Diseases Caused by Nutritional Deficiencies
Physical abnormalities related to specific nutritional deficiencies in the diet that appeared within the American slave population:
- The bowed legs of a victim of rickets.
- The sallow complexion and “angel wings” associated with pellagra.
- The loose teeth and purple gums of scurvy.
Diet versus Disease Hypothesis
Certainly, both diseases and inadequate diets can have adverse health effects that manifest themselves on the human physique and it is difficult to separate the effects of one from the other. Yet there are ways to accomplish this:
- Deficient diets are reputed to have caused porotic hyperostosis, which can be examined in human skeletal remains.
- In living populations, blood samples can be examined. In disease-induced anemia the level of serum ferritin is normal. In diet-induced anemia the level of serum ferritin is lower than normal.

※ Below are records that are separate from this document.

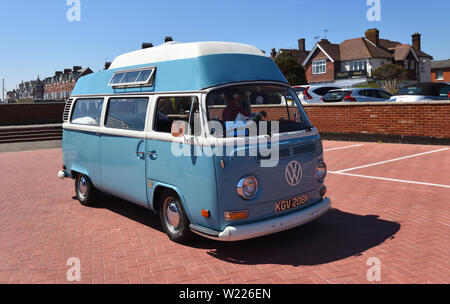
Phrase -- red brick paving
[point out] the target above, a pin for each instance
(406, 226)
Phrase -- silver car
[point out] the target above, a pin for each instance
(423, 91)
(357, 95)
(312, 93)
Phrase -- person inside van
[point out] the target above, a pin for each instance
(233, 108)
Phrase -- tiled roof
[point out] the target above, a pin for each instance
(401, 52)
(300, 56)
(331, 49)
(361, 48)
(440, 64)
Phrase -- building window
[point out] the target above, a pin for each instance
(319, 67)
(357, 65)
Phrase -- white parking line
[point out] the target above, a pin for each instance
(346, 147)
(389, 161)
(392, 180)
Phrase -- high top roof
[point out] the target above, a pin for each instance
(181, 67)
(176, 51)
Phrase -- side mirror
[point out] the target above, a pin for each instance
(179, 128)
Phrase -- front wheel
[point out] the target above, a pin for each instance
(86, 193)
(173, 217)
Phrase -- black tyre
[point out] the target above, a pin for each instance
(173, 217)
(86, 193)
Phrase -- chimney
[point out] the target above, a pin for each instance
(147, 45)
(417, 43)
(373, 35)
(273, 53)
(302, 45)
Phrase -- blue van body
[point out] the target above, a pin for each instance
(137, 165)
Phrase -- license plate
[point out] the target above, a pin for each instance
(292, 203)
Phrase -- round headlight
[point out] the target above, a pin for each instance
(247, 187)
(321, 171)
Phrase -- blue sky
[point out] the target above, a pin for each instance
(38, 39)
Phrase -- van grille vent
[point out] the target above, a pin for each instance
(66, 115)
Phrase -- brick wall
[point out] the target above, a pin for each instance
(426, 119)
(446, 75)
(27, 114)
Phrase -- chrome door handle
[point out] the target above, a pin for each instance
(153, 155)
(140, 155)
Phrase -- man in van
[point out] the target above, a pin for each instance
(233, 108)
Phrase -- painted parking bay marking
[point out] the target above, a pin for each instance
(389, 161)
(392, 180)
(341, 148)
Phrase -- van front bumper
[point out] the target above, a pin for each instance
(270, 226)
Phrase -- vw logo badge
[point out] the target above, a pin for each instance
(294, 173)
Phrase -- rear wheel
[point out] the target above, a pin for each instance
(173, 217)
(86, 193)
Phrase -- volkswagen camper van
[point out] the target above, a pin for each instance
(208, 135)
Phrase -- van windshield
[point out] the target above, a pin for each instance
(233, 108)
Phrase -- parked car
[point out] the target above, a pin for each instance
(357, 95)
(139, 143)
(423, 91)
(312, 94)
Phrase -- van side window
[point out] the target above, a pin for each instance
(127, 113)
(87, 112)
(170, 109)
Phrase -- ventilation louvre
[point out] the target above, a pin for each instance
(66, 115)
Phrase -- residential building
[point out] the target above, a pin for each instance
(30, 90)
(11, 96)
(357, 58)
(299, 54)
(60, 86)
(440, 71)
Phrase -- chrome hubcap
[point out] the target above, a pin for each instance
(173, 216)
(82, 187)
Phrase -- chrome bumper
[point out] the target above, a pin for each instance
(62, 174)
(270, 226)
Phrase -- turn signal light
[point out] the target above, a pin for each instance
(236, 215)
(206, 213)
(323, 191)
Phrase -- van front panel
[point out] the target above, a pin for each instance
(273, 186)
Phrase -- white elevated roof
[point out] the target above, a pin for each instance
(175, 51)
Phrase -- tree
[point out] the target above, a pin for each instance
(292, 70)
(389, 75)
(389, 72)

- Examination through bone marrow biopsies.
Effect on Slave Births
The root cause for excessive infant mortality has been pinned on poor diets for years by scholars. Richard H. Steckel, a leading proponent of anthropometrics, studied the relationship between height-for-age and weight-for-age of twentieth-century populations, specifically within the slave population. Relying on twentieth-century data on U.S. stillbirths and on the relationship between weight and first month death among the poor, Steckel estimates birth-weight for slave children. These calculations indicate extraordinarily short slave children, extremely low slave birth-weights, and very high neonatal and infant mortality rates.1 The reasons for these findings are the work intensity of pregnant slaves, maternal diseases, poor diet of pregnant slaves, specific dietary deficiencies of pregnant slaves, and poor diet of slaves during infancy and childhood. Seasonal deaths of newly born children and pregnant mother are dependent on the timing of nutritional deprivation, nutritional status, and under-nutrition with diet or food intake.
McGuire, for example, takes the position that diets and nutritional intake are not the sole explanation for the stature of American slaves due to his unawareness of evidence indicating the physical deformities were widespread in substantial proportions in slave populations. Instead he believes that the role of diets during infancy and childhood and work intensity during pregnancy have been overemphasized while the role of the disease environment has been underemphasized. McGuire has found evidence on the southern plantation disease environment that explains the existence of two primary debilitating antebellum southern diseases—hookworm and malaria.
Stealing was relatively common among slaves. Since slave rations were often meager, some slaves took matters in their own hands and pilfered food. Such theft was surprisingly easy because slaves, more often than not, handled much of the food on a plantation. A litany of slave narratives suggests that stealing food was a common practice. Most slaves stole food out of sheer hunger. Some, however, used theft from their masters as a source of pride and a tool for dealing with the harsh reality of slavery. Boredom with the monotonous diet they were familiar with caused many slaves to seek exotic foods like ham, turkey, or sugar from the plantation house or the fields. Some slave masters even encouraged theft from other plantations in an effort to control their own costs and possibly to hurt rival planters. Despite the obvious benefits of stealing food, many slaves were deterred from doing so by the extreme punishment doled out to thieves. Whipping, beating, and even eating of raw animals were all used to punish slaves for stealing.